To achieve a good structure, here is a recipe that works for me. For a section I would like to write I make a list of bullet points of things I want to say, with one bullet point being a single idea or important point. Each point may have one or more dependencies on other points and I use the dependencies to order the list. Finally, I write one paragraph for each item on the list and I may add an additional paragraph at the beginning and end of the section to connect the section to the surrounding content.
I found that this recipe also makes my job as a writer easier because it overcomes my writing inhibition in two ways. First, I can start by simply making a list and this does not feel like writing. Second, once the ordering of ideas is clear, the actual writing becomes a lot simpler.
Here is an example of a less-than-ideal paragraph from Section 2.3 in (Gehler and Nowozin, 2008).
"As already mentioned to our knowledge (Argyriou et al., 2006) were the first to note the possibility of an infinite set of base kernels and they also stated the subproblem (Problem 1). We will defer the discussion of the subproblem to the next section and shortly comment on the differences of the Algorithm of (Argyriou et al., 2006) and the IKL Algorithm. We denote with g the objective value of a standard SVM classifier with loss function L."

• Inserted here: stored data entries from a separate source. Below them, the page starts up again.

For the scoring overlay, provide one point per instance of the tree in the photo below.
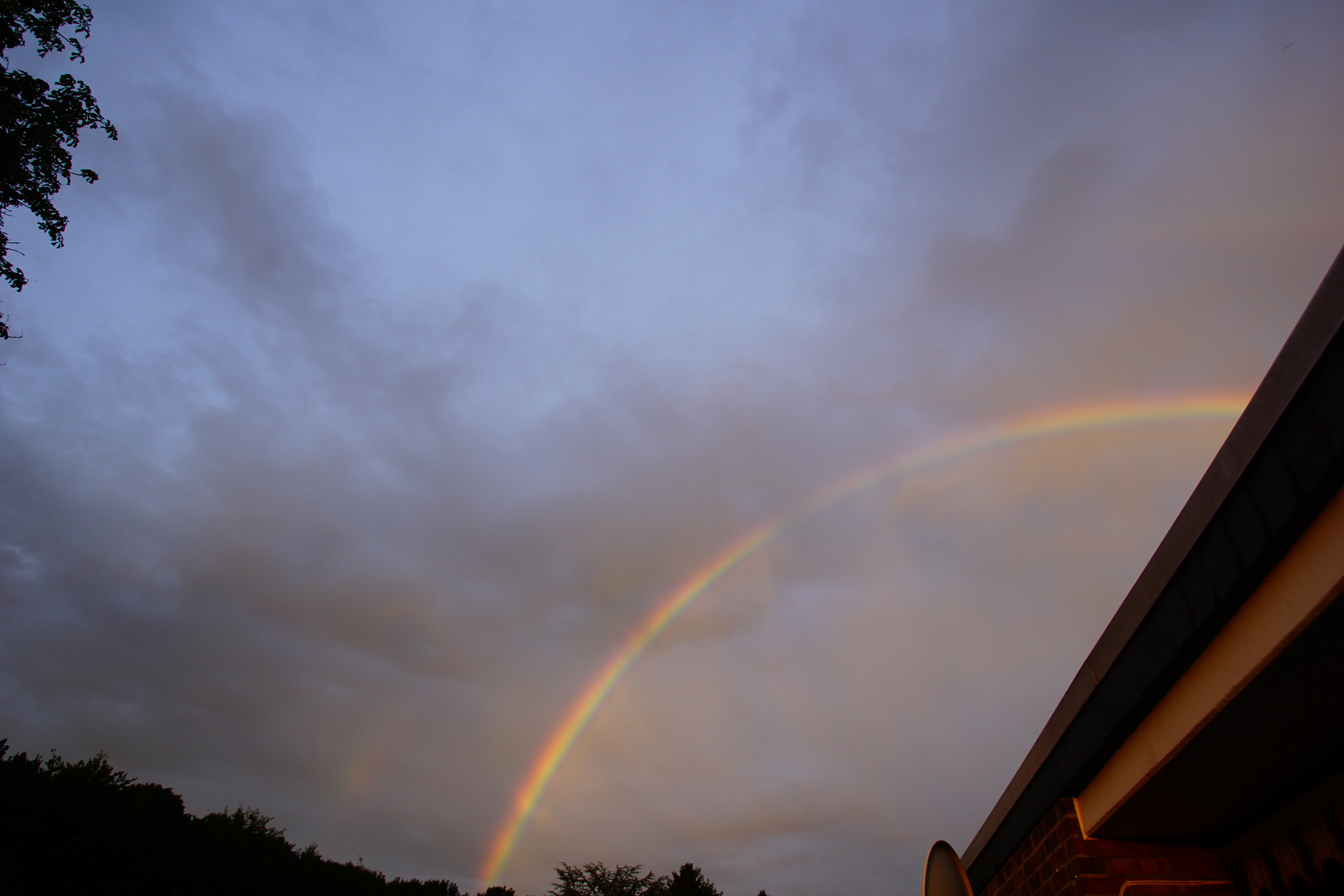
(39, 121)
(689, 881)
(596, 879)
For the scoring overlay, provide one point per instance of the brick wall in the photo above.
(1055, 860)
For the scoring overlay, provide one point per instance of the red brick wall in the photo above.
(1055, 860)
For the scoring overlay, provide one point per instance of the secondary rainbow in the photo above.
(1034, 426)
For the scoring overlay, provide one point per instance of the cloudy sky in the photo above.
(407, 355)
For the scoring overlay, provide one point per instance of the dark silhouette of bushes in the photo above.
(86, 828)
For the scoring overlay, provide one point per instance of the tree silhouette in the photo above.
(596, 879)
(84, 826)
(39, 121)
(689, 881)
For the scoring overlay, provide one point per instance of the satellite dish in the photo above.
(944, 874)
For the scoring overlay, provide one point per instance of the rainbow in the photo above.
(1025, 429)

Let us reverse engineer the content of this paragraph, then restructure it. The paragraph makes two points: first, a connection to the work of (Argyriou et al., 2006). Second, it establishes some notation. So it should perhaps be split into two paragraphs.

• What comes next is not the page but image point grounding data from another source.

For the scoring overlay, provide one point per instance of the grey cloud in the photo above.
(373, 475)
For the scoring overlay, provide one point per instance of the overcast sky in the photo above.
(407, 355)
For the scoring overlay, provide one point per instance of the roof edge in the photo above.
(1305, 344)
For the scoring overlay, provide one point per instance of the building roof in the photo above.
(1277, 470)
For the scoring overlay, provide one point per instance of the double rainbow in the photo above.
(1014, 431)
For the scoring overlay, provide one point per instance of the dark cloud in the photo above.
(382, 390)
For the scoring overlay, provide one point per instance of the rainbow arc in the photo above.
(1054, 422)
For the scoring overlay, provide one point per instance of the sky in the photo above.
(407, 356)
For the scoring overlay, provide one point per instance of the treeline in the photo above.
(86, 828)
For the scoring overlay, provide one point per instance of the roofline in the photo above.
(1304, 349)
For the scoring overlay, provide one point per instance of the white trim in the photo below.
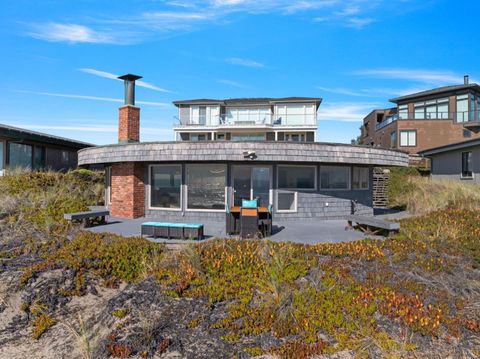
(149, 190)
(295, 202)
(337, 189)
(315, 167)
(186, 189)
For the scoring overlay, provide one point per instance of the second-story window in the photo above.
(393, 139)
(295, 114)
(462, 108)
(431, 109)
(408, 138)
(403, 112)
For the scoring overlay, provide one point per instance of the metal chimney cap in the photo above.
(129, 77)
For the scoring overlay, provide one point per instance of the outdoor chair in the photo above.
(248, 222)
(266, 223)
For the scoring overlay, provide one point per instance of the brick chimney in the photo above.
(129, 114)
(128, 178)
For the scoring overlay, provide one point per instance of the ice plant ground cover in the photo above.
(415, 294)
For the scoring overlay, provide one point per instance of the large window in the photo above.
(295, 114)
(408, 138)
(248, 137)
(39, 157)
(165, 186)
(360, 178)
(295, 137)
(248, 115)
(198, 137)
(20, 155)
(467, 165)
(297, 177)
(403, 112)
(334, 177)
(432, 109)
(206, 186)
(462, 108)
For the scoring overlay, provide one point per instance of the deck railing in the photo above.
(249, 120)
(458, 117)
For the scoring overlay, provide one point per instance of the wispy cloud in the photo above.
(88, 97)
(372, 92)
(70, 33)
(346, 112)
(419, 75)
(89, 128)
(180, 16)
(359, 23)
(244, 62)
(232, 83)
(109, 75)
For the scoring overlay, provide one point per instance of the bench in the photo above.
(172, 230)
(88, 216)
(367, 223)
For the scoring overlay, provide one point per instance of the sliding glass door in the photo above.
(251, 182)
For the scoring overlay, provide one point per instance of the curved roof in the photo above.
(230, 151)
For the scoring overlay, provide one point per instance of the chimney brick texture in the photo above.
(128, 124)
(128, 190)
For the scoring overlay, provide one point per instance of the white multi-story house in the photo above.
(247, 119)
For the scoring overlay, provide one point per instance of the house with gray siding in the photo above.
(203, 177)
(21, 148)
(458, 161)
(287, 119)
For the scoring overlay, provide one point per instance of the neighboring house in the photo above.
(248, 119)
(425, 119)
(198, 179)
(456, 161)
(37, 151)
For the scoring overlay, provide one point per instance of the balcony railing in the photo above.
(458, 117)
(268, 120)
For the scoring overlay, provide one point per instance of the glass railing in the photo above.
(249, 120)
(459, 117)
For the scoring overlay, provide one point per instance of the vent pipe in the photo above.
(129, 81)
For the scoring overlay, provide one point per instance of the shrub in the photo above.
(108, 255)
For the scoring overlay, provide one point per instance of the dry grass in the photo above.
(427, 195)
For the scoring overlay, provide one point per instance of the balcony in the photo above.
(470, 119)
(263, 120)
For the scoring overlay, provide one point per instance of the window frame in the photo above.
(300, 134)
(186, 189)
(462, 176)
(368, 178)
(408, 145)
(295, 201)
(149, 188)
(315, 186)
(349, 176)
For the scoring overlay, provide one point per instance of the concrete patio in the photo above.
(306, 232)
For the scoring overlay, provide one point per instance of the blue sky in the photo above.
(59, 58)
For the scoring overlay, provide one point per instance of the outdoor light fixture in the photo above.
(251, 155)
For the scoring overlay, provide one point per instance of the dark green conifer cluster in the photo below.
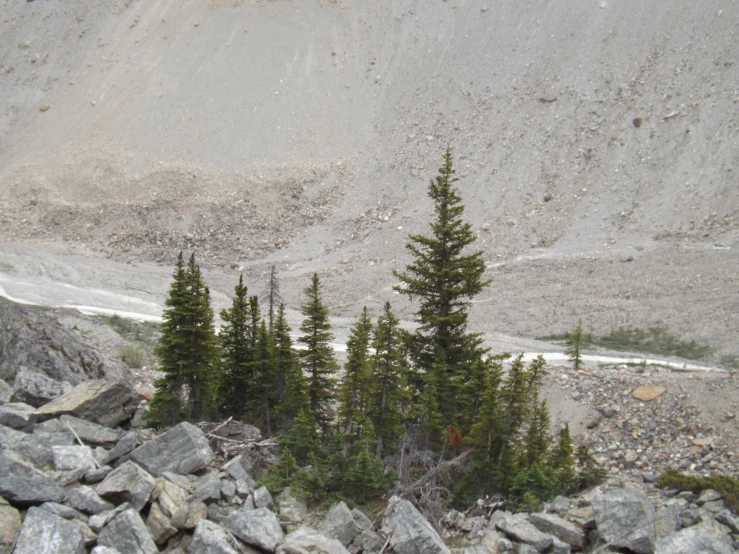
(435, 389)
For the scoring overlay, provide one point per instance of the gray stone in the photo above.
(339, 524)
(258, 527)
(67, 458)
(5, 392)
(211, 538)
(127, 534)
(312, 541)
(86, 500)
(46, 533)
(18, 415)
(10, 526)
(292, 509)
(105, 402)
(183, 449)
(558, 527)
(23, 485)
(520, 530)
(263, 498)
(708, 495)
(96, 475)
(208, 488)
(621, 515)
(97, 522)
(159, 526)
(409, 531)
(126, 444)
(127, 483)
(35, 388)
(699, 539)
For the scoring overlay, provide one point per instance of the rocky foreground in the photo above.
(79, 472)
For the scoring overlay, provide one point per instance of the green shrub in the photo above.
(728, 486)
(132, 356)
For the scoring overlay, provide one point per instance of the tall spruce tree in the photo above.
(390, 392)
(187, 351)
(355, 385)
(237, 354)
(444, 276)
(317, 357)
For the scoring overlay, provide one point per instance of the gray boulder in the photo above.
(208, 488)
(10, 526)
(409, 531)
(183, 449)
(87, 431)
(35, 388)
(263, 498)
(105, 402)
(520, 530)
(127, 483)
(292, 509)
(258, 528)
(622, 517)
(70, 458)
(699, 539)
(36, 339)
(46, 533)
(211, 538)
(558, 527)
(308, 539)
(5, 392)
(18, 415)
(86, 500)
(127, 534)
(23, 485)
(126, 444)
(339, 524)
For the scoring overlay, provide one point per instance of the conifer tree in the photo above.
(187, 350)
(444, 277)
(237, 354)
(290, 386)
(390, 391)
(574, 344)
(318, 356)
(355, 385)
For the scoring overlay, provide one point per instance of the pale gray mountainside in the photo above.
(304, 133)
(40, 359)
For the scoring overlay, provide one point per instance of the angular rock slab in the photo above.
(645, 393)
(35, 388)
(10, 526)
(517, 528)
(46, 533)
(311, 540)
(18, 415)
(211, 538)
(127, 483)
(699, 539)
(409, 531)
(558, 527)
(258, 528)
(127, 534)
(105, 402)
(339, 524)
(621, 515)
(183, 449)
(23, 485)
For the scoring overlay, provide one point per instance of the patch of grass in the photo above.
(655, 340)
(132, 356)
(726, 485)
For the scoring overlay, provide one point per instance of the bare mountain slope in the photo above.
(304, 132)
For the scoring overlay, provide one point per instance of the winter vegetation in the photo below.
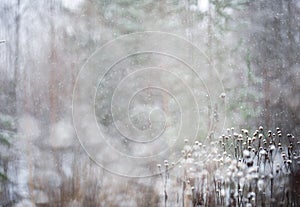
(126, 103)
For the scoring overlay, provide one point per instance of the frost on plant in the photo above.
(238, 169)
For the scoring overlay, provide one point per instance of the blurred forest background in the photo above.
(253, 44)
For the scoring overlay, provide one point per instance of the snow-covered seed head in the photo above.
(223, 95)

For the first point, the beginning is also less than ideal: "as already mentioned to our knowledge"; it is a bit redundant and apologetic to point out that we already mentioned it and that we may not know better. The second point, the notation, is okay by itself, but it is unclear why it follows the first: is it done in order to enable the comparison between approaches? We would need to read ahead to find out. (This is indeed the case.) Here is a proposed improvement:
(Argyriou et al., 2006) first recognized the possibility of an infinite set of base kernels and we now discuss the connection to our work.
To make the connection explicit we first establish the notation we will use throughout the paper. We use g to denote the objective value of a standard SVM classifier, where L is the loss function.

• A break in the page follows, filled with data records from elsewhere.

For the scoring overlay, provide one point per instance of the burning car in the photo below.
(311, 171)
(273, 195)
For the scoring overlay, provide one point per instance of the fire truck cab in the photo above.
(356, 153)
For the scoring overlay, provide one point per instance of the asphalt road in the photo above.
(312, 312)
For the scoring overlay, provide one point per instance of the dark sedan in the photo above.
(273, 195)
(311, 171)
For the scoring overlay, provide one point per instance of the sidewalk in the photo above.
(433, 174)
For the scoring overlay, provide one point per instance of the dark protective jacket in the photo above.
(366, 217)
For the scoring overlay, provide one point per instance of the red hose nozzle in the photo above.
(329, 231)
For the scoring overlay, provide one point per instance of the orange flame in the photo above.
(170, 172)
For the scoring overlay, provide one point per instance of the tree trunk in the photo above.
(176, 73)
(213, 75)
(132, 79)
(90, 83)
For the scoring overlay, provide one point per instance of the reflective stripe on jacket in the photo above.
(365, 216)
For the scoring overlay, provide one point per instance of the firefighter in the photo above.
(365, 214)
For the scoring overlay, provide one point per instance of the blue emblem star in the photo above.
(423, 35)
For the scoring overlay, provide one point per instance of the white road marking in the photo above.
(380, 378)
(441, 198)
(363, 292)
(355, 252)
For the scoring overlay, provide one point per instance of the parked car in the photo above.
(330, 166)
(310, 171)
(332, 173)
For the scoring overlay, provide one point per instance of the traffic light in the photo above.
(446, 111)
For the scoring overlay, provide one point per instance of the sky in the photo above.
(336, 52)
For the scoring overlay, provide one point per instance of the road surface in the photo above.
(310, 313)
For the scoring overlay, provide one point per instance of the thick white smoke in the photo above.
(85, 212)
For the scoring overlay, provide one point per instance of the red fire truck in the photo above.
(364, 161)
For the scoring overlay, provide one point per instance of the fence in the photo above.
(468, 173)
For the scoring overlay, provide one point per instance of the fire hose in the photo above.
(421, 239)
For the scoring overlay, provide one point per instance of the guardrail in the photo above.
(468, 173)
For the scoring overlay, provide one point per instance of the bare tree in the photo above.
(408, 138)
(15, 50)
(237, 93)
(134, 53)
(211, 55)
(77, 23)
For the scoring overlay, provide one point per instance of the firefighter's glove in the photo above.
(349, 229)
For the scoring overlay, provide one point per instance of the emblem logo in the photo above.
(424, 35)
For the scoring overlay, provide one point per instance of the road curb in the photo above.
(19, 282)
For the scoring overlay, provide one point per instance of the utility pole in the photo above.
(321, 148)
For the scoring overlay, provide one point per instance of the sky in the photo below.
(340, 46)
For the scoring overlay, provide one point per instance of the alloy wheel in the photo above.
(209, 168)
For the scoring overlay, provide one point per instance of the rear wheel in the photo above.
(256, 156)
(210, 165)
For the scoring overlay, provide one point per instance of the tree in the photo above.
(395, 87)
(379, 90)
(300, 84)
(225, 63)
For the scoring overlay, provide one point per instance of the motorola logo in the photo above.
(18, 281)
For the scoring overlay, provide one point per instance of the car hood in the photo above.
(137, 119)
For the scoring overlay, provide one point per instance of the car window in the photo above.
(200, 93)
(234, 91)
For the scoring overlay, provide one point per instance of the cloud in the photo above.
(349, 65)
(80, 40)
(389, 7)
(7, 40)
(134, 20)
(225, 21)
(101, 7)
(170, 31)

It is simpler to read and makes it clear why we introduce the notation. Also note the end and beginning of the two short paragraphs: the end of the first paragraph tells you what comes next ("the connection to our work"), the beginning of the second paragraph tells you how this is done (through notation). The flow between the two paragraphs is natural now and they could almost be merged into one again with the single point of the resulting paragraph being "the connection between (Argyriou et al.) and our work".
7. Avoid Ambiguous Relative Pronouns (This, These, That, Which)
When used properly, a relative pronoun, such as "this", "these", "that", "which", can effectively refer to a previously mentioned noun, and that has to be remembered by the reader.
In the previous sentence, which entity did "that" refer to? Is it "a previously mentioned noun"? Or is it "a relative pronoun"? Or is it the proper use?
Ambiguities of relative pronouns are common because the writer does not experience the ambiguity. After all, it is clear to the writer what he refers to. Train yourself to recognize any potentially ambiguous relative pronoun, ideally by using a highlighter to mark them in a printout.
To resolve the ambiguity the easiest solution is simply to add the noun it refers to. For the above example, "that" would become "that noun".
(Another issue I ran into frequently is in deciding between "which" in cases where "that" should have been used, such as in "We use an algorithm which is efficient." I remember annoying a former American colleague of mine by using "which" a bit too often. Some advice is available.)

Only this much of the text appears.